E poi gli X-NUCLEO. Per esempio il Bluetooth. Metto la scheda NUCLEO su un Arduino. E inserisco il Bluetooth su NUCLEO. Ecco che ho potenziato la mia originaria applicazione Arduino con il Bluetooth. E questo vale per i sensori, la robotica e le altre schede che man mano faremo uscire, al ritmo di tre ogni tre mesi. Nei programmi ne abbiamo una ventina, dieci tra esistenti e in uscita e dieci dopo. Sempre però sullo stesso livello di costo, che non deve superare i 200 dollari complessivi di un progetto, la soglia di attrattività per un Maker>.
E non solo l’ecosistema dei Makers. Ma anche il mondo, altrettanto vasto, delle aziende che lavorano su piattaforma ARM. “Qui partecipiamo attivamente a Mbed.org, un ambiente di sviluppo completo online promosso da un consorzio (ARM in prima fila, ovviamente) di 23 aziende – spiega Laurent Desseignes, responsabile dell’ecosistema nella casa degli STM32, il sito ST di Rousset – soltanto da noi abbiamo una sessantina di programmatori al lavoro su Mbed, che oltre al sistema di sviluppo fornisce un database aperto per i driver di applicazioni IoT e persino un sistema operativo ottimizzato per l’ARM Cortex”.

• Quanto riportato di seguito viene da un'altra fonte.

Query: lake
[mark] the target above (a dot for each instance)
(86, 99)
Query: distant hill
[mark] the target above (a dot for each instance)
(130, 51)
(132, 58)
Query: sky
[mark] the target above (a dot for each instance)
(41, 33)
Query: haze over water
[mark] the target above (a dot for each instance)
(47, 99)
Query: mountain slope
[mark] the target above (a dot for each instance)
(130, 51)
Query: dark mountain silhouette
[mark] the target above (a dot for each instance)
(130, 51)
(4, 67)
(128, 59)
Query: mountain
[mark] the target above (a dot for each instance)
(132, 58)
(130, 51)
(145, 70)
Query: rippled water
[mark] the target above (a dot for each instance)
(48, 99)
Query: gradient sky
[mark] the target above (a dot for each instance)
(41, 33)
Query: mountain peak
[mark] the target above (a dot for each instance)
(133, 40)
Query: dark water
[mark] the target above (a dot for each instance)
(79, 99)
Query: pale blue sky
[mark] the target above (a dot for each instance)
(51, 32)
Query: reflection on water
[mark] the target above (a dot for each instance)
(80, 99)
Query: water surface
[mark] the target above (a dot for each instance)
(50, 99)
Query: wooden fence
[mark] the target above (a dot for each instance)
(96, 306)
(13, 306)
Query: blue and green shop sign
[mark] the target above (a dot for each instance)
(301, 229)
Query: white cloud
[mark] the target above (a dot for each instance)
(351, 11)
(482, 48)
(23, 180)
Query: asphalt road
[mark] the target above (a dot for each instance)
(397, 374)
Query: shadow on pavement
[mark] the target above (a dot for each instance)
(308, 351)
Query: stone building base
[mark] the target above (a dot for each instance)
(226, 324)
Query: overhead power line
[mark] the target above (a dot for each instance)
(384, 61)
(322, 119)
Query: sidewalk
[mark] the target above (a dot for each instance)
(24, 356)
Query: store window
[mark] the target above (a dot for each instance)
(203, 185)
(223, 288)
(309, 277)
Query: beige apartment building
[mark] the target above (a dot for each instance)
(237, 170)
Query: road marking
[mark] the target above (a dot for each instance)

“E’ un ambiente aperto di alto livello – aggiunge Cremonesi – mentre noi forniamo, con Cube, uno più specifico per STM32”. Certo è che Mbed è oggi la piattaforma di riferimento per chi volesse sviluppare soluzioni compatibili anche con altri, da Ibm a Ericsson.
“Ci sono molte alternative – conclude Cremonesi – ma il dato più importante è che NUCLEO rappresenta una grande opportunità per l’Italia. Per partire dai suoi prodotti, reinventarli, su ciò che sa far meglio per mettervi nuova creatività. Sfatando il mito di un’elettronica costosa e difficile. Per questo stiamo finalizzando un programma con le università per far usare loro questa tecnologia. E farla conoscere a studenti e ragazzi”. Migliaia di sogni da “100 euro” realizzati. E saremo fuori dalla crisi.